What I don’t know is how to include the constraints on the imputed missing values. Previously, I had tried defining the missing data parameters (e.g. R_na) in the model block, but couldn’t work out how to do so without throwing up initialisation errors or initialising in such a way that it seemed to affect my model output.

Any help greatly welcomed.

1 Like

Sorry, your question fell through a bit despite being relevant and well written.

Correct me if I am missing something fundamental, but it seems, that the constraint for A and K actually reduce to A = A and K = K respectively, so they are not a constrain at all…

Substituting d into the constraint for C we get

C = \frac{(1 - A)ARCK}{K RA} + K \\ C = (1 - A)C + K \\ C(1 - 1 + A) = K \\ C = K / A

So this constraint can be used readily - if you are just missing one of C,K,A you can impute outside of Stan. If you are missing two/three of those values, you treat only one/two as a missing value and the compute the final one from the constraint.

The weird part is the the constraint can imply that C > 1 even if 0 < \{K, A\} < 1 which looks weird - are you sure the constraints are correct? Or maybe I misunderstood something about the constraints?

1 Like

Thanks for your help Martin. I was passed these constraints by a colleague. There’s a good chance that they aren’t correct. If we assume that they are correct for the sake of convenience, do you have any advice on how to code them up in Stan?

I tried to explain that here:

To add some detail:

  • There is no constraint on R, impute as you do now
  • Since we have C = K/A, we can recover any rows missing one of those by plugging the other two into this formula (can be done outside Stan, no uncertainty here if the constraint is correct)
  • If we miss two, say C and A, we treat one of them (say A) as imputed the same way you do now. Then, within the Stan model we compute C based on the (know known) values of K and A. The same for other combinations of pairs.
  • If we miss all three, we treat two of them (say K and A) as imputed the same way you do know and compute C within the Stan model from those.

Technically, I would just have variables AK_nmi, AC_nmi, KC_nmi and AKC_nmi + associated indices as data. You’d then comute A_nmi as a sum of the cases where you actually treat A as missing (similarly for K and C).

The code for

  A_y[A_pmi] = A_na;
  K_y[K_pmi] = K_na;
  C_y[C_pmi] = C_na;
  R_y[R_pmi] = R_na;

Would then get cases for the individual missingness, where some would be filled in from the _na vectors and some using the constraint.

Does that make sense?

Yes, this makes sense. Thanks!

The other issue I had was with initialising the missing parameters. I suspect that I might have to initialise them in the model block. When I did this before, I first got an error as they were initialised as “nan”. I then tried to initialise them myself using rep_vector() but doing so lead to different results based on how I initialised them. Do you have any advice in this respect? Is it possible to initialise somewhere else? (Transformed parameters maybe?)
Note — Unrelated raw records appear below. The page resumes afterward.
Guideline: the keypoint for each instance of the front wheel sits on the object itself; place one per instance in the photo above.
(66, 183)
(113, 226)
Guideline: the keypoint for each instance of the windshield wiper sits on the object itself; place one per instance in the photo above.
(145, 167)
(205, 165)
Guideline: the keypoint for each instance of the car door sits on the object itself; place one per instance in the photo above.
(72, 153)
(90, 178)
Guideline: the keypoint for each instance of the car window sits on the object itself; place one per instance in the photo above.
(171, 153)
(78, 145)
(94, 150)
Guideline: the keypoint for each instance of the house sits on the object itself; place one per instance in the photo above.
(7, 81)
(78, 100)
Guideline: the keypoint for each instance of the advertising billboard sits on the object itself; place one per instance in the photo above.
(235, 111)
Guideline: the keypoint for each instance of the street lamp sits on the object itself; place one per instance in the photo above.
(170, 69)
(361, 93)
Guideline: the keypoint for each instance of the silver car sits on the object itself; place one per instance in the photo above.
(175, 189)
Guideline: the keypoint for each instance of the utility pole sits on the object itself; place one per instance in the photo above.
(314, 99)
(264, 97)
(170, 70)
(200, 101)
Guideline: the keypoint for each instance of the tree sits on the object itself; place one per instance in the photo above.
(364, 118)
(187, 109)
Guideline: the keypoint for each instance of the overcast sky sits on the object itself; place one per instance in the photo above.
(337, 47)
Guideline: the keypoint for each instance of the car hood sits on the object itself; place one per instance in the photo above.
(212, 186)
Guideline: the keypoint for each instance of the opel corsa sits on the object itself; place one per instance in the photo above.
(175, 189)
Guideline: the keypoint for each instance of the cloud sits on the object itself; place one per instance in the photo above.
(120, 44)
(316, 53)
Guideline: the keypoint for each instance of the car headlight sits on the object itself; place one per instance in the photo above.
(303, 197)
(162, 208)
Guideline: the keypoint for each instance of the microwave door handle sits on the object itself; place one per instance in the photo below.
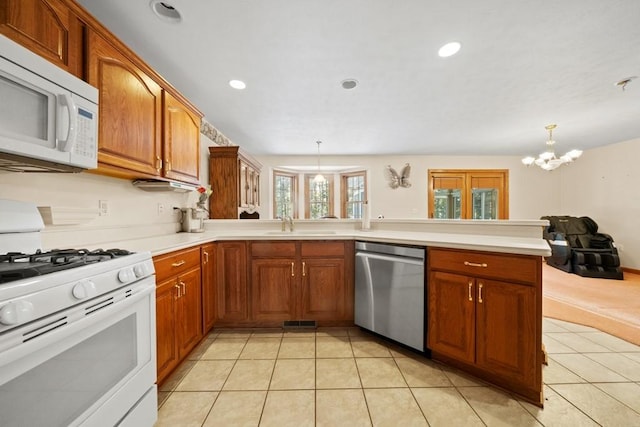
(68, 143)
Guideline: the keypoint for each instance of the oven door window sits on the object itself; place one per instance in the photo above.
(59, 390)
(89, 371)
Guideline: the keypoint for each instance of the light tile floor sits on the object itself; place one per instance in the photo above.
(346, 377)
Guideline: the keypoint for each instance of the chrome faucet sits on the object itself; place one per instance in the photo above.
(285, 220)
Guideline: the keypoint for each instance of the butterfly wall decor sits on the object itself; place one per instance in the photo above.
(398, 180)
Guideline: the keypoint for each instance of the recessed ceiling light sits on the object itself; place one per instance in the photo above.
(237, 84)
(449, 49)
(349, 83)
(165, 11)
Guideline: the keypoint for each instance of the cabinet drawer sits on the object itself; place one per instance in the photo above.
(520, 268)
(322, 249)
(274, 249)
(175, 263)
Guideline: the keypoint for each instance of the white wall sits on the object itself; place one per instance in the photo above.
(532, 191)
(603, 185)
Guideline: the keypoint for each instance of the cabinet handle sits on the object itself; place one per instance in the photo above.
(475, 264)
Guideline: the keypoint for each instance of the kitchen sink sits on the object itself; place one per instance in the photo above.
(300, 233)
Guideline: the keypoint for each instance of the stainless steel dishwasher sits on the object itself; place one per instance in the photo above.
(390, 291)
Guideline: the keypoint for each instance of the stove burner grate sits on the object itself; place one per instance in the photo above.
(16, 266)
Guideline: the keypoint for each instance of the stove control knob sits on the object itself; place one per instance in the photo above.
(126, 275)
(141, 270)
(84, 289)
(16, 312)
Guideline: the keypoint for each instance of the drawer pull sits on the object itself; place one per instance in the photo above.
(475, 264)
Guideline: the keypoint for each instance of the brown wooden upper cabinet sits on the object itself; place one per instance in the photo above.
(130, 126)
(133, 109)
(468, 194)
(46, 27)
(181, 141)
(235, 181)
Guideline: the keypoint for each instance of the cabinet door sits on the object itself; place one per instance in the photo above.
(273, 289)
(231, 281)
(451, 327)
(46, 27)
(189, 311)
(208, 287)
(166, 337)
(324, 295)
(181, 141)
(506, 330)
(129, 134)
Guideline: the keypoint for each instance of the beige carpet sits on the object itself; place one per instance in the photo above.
(613, 306)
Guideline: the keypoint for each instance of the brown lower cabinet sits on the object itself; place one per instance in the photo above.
(264, 283)
(178, 307)
(209, 297)
(485, 316)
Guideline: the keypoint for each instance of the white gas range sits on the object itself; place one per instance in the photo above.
(77, 331)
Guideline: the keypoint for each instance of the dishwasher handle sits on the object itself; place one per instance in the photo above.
(391, 258)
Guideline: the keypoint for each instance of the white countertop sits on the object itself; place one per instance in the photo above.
(490, 242)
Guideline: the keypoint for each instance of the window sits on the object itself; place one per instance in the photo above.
(285, 195)
(469, 194)
(318, 197)
(353, 191)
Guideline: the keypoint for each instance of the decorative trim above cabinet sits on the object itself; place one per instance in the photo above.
(208, 130)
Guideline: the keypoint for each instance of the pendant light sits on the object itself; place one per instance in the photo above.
(319, 177)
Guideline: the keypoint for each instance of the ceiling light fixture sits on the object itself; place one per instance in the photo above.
(624, 82)
(165, 11)
(548, 160)
(319, 178)
(449, 49)
(237, 84)
(349, 84)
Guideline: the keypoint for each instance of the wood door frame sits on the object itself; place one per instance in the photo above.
(466, 175)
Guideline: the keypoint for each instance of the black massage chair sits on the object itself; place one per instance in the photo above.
(577, 247)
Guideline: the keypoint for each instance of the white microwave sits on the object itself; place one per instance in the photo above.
(48, 117)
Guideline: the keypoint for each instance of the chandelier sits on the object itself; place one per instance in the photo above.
(548, 160)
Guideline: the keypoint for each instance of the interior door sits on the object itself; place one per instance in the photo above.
(446, 195)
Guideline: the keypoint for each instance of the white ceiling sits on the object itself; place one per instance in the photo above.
(523, 65)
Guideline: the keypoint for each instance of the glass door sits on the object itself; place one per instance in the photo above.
(468, 194)
(446, 196)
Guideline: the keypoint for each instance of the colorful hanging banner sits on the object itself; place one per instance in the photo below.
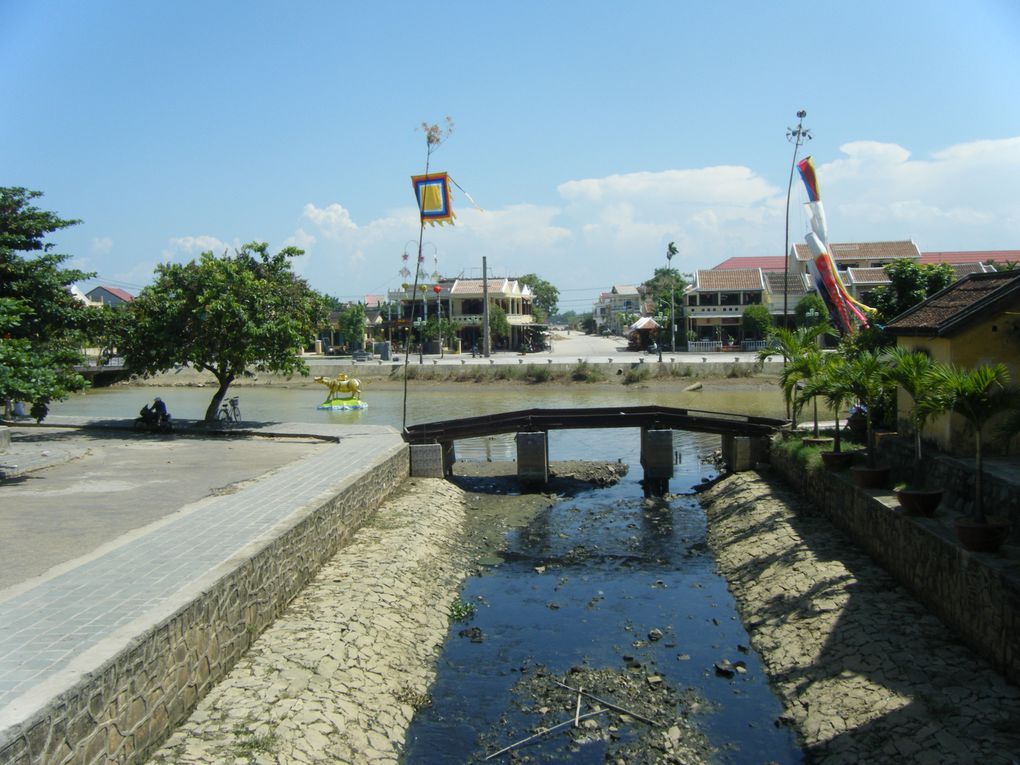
(432, 193)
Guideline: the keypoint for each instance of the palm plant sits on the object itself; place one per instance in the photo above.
(920, 376)
(831, 384)
(978, 395)
(801, 357)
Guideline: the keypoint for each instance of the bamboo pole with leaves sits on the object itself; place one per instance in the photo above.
(435, 137)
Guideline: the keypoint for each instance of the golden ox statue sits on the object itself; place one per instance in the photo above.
(342, 387)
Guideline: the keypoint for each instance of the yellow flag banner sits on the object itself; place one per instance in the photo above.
(432, 193)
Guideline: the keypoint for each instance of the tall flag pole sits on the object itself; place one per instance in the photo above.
(432, 192)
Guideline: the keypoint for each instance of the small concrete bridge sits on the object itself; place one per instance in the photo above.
(745, 438)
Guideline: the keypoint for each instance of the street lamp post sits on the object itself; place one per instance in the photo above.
(798, 136)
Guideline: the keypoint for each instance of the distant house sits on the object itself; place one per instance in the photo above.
(973, 321)
(616, 308)
(111, 296)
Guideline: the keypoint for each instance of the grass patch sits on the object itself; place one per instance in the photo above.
(638, 373)
(461, 611)
(585, 372)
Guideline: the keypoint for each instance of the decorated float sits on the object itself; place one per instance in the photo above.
(345, 393)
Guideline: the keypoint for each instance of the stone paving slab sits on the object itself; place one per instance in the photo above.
(56, 629)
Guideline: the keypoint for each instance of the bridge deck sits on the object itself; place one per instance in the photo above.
(524, 420)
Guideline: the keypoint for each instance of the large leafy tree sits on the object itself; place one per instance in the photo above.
(43, 327)
(228, 315)
(909, 285)
(547, 297)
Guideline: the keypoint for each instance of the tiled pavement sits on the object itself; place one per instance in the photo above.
(55, 628)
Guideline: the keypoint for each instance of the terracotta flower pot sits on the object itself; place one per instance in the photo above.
(870, 477)
(982, 538)
(919, 501)
(837, 460)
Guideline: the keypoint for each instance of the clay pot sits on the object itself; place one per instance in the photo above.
(922, 502)
(837, 460)
(982, 538)
(870, 477)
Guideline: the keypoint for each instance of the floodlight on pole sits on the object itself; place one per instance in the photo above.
(798, 136)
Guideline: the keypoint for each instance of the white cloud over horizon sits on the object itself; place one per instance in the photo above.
(603, 231)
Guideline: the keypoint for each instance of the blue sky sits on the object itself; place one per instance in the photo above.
(591, 134)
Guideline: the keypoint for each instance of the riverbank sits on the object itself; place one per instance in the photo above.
(865, 672)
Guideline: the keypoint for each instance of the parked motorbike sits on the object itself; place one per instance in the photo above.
(151, 420)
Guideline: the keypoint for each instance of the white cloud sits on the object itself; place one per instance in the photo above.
(612, 230)
(101, 245)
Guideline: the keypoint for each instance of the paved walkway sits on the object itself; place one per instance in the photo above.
(55, 628)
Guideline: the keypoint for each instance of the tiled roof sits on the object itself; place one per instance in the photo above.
(958, 304)
(971, 256)
(765, 262)
(867, 276)
(866, 251)
(773, 281)
(745, 278)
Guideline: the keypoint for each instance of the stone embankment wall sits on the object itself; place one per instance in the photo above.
(128, 707)
(977, 595)
(956, 477)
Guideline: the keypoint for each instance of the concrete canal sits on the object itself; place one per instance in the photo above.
(616, 594)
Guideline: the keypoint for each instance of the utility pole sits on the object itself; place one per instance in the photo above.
(487, 347)
(798, 136)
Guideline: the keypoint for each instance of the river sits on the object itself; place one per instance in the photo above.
(605, 588)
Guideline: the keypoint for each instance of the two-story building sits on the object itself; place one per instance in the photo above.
(617, 308)
(462, 302)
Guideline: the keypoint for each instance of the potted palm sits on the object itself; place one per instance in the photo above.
(918, 374)
(830, 384)
(866, 377)
(801, 359)
(978, 395)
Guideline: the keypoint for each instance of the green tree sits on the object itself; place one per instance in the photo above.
(230, 315)
(756, 321)
(909, 285)
(811, 309)
(352, 325)
(547, 297)
(919, 375)
(44, 326)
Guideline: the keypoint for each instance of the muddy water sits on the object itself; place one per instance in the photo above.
(619, 594)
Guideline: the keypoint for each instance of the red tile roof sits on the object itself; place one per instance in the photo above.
(866, 251)
(745, 278)
(971, 256)
(959, 304)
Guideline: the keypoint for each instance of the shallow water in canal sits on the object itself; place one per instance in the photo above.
(582, 587)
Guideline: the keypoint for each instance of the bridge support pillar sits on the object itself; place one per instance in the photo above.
(744, 452)
(657, 459)
(449, 457)
(426, 461)
(532, 457)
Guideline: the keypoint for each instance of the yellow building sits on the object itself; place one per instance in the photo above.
(973, 321)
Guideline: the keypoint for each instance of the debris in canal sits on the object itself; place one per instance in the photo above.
(646, 719)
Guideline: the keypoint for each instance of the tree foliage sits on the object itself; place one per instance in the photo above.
(43, 326)
(547, 297)
(910, 284)
(352, 325)
(756, 321)
(230, 315)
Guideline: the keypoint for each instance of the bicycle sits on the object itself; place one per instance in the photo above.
(230, 411)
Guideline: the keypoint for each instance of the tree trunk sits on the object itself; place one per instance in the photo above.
(217, 398)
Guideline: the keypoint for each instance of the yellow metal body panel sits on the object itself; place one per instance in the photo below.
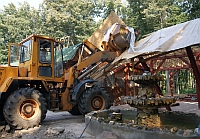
(6, 76)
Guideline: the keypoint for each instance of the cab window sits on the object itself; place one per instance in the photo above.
(25, 51)
(45, 51)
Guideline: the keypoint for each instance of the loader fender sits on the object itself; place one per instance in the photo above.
(79, 88)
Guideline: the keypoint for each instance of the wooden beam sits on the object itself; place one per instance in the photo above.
(195, 71)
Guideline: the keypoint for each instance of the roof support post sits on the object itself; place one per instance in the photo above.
(157, 88)
(195, 71)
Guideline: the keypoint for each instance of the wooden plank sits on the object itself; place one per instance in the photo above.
(97, 37)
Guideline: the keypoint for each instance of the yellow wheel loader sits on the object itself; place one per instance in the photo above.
(43, 75)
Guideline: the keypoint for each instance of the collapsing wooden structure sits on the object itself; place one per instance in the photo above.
(171, 48)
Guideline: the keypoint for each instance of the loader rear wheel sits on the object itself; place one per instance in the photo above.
(93, 99)
(25, 108)
(74, 111)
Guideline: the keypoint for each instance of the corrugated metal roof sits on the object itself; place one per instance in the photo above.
(166, 40)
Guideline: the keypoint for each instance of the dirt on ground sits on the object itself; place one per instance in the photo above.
(59, 125)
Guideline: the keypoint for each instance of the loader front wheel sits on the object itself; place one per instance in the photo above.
(25, 108)
(93, 99)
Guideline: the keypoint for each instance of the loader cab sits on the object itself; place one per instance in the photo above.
(38, 56)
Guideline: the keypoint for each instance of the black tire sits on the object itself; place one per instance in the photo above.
(25, 108)
(93, 99)
(74, 111)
Do you mean initialising the A_na etc?

What you would normally do (and which I don’t see in your code) is to have some proper prior distribution for the parameters describing the missing values. Since A_na, K_na and C_na are bounded from both sides, you have an implied uniform prior (which might be OK), but R_na should IMHO have a prior covering the plausible orders of magnitued you would expect R to take.

Since those are parameters, then within the model, they should be initialized by the algorithm. The manual also speaks about “initialization” as in passing init argument to sampling (in R, not sure about the syntax elsewhere) where you give the sample the starting value for the whole chain.

Setting priors on the missing parameters makes complete sense and I feel a little dumb for not thinking of that in the first place. Thanks again!